A long time ago, in a galaxy far, far away... I wrote about a great book by Scott Berkun. A talk presenting his at Google is also available there. Today I stumbled upon a short presentation containing some great quotes from his book.
Here are the quotes:
- Myths are often more satisfying to us than the truth, which explains their longevity and resistance to facts: we want to believe that they’re true.
- Myths always serve promotion more than education.
- Instead of hard work, personal risk, and sacrifice, the [innovation] myth suggests that great ideas come to people who are lucky enough to be in the right place at the right time.

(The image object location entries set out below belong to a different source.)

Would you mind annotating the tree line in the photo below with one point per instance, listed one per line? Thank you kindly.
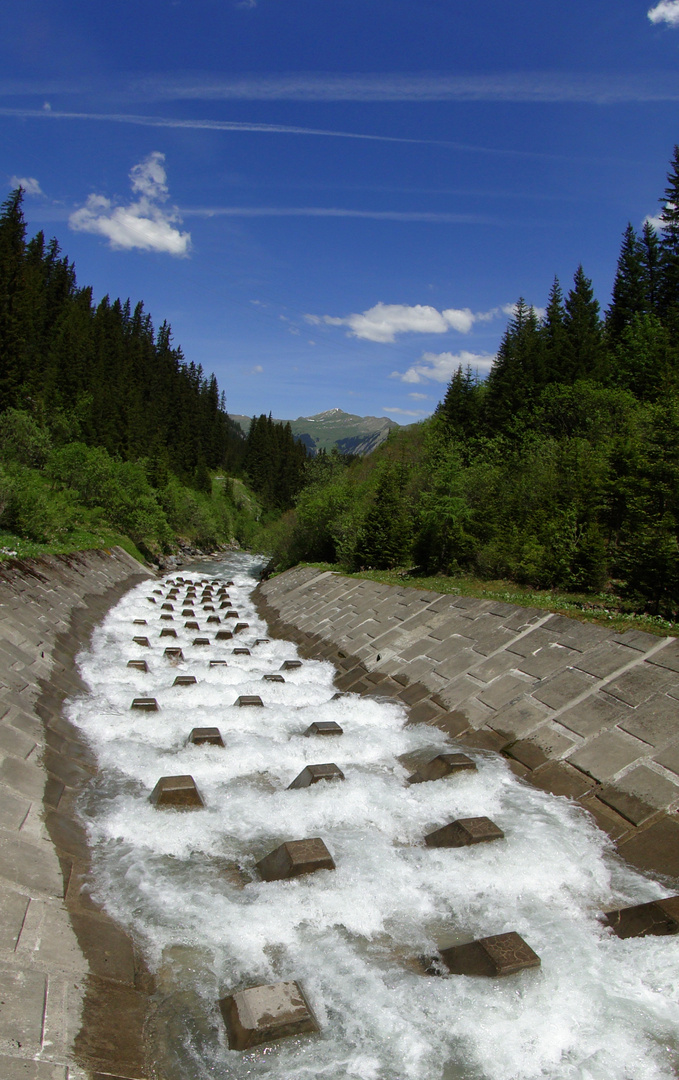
(559, 470)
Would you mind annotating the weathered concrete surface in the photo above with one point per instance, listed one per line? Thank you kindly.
(73, 998)
(578, 711)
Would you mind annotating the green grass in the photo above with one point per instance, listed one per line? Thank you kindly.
(602, 609)
(13, 547)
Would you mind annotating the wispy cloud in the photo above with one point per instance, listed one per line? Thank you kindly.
(29, 184)
(538, 86)
(144, 224)
(439, 367)
(667, 11)
(384, 321)
(376, 215)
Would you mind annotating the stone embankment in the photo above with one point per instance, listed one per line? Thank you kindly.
(75, 993)
(576, 711)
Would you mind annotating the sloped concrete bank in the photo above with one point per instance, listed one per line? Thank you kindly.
(75, 994)
(575, 710)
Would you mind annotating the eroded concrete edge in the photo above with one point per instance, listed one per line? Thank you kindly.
(576, 711)
(75, 991)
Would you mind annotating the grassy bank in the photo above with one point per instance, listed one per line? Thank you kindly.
(603, 610)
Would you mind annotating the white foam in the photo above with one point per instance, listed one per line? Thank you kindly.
(185, 883)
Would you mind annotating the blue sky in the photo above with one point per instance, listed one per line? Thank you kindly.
(334, 202)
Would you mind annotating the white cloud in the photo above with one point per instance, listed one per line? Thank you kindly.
(29, 184)
(143, 224)
(440, 366)
(384, 321)
(667, 11)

- If we had a list of the most amazing breakthrough insights that would change the world in the next decade, hard work would follow them all.
- The love of new ideas is a myth: we prefer ideas only after others have tested them. We confuse truly new ideas with good ideas that have already been proven, which just happens to be new to us.
- Innovative ideas are rarely rejected on their merits; they’re rejected because of how they make people feel.
- Ideas are abstractions. You can’t get cash from the idea of an ATM machine. To become an innovation, an idea has to blossom into whatever form necessary - a demo, a prototype, a product - to be useful to people.
- An idea is not an innovation until it reaches people.
- Execution demands more effort than idea generation, and it’s difficult to know how much more until you try.
- The dirty little secret … is that unlike the mythical epiphany, real creation is sloppy. Discovery is messy; exploration is dangerous. No one knows what he’s going to get when he’s being creative.
- Innovation comes at a price: it might be money, time, sanity, friends, or marriages, but there will be one.
- Part of the challenge of innovation is coming up with the problem to solve, not just its solution.
- The majority of innovations come from dedicated people in a field working hard to solve a well-defined problem. It’s not sexy and it won’t be in any major motion pictures anytime soon, but it’s the truth.
- Many innovations begin with bright minds following their personal interests. Their ambition is to pass the time, learn something new, or have fun.
- Revolutionary ideas can be too much change for people to handle. Innovations often need to be explained in terms of the status quo, which is why automobiles are rated in horsepower.
- Every great idea in history has the fat red stamp of rejection on its face. It’s hard to see today because once ideas gain acceptance, we gloss over the hard paths they took to get there.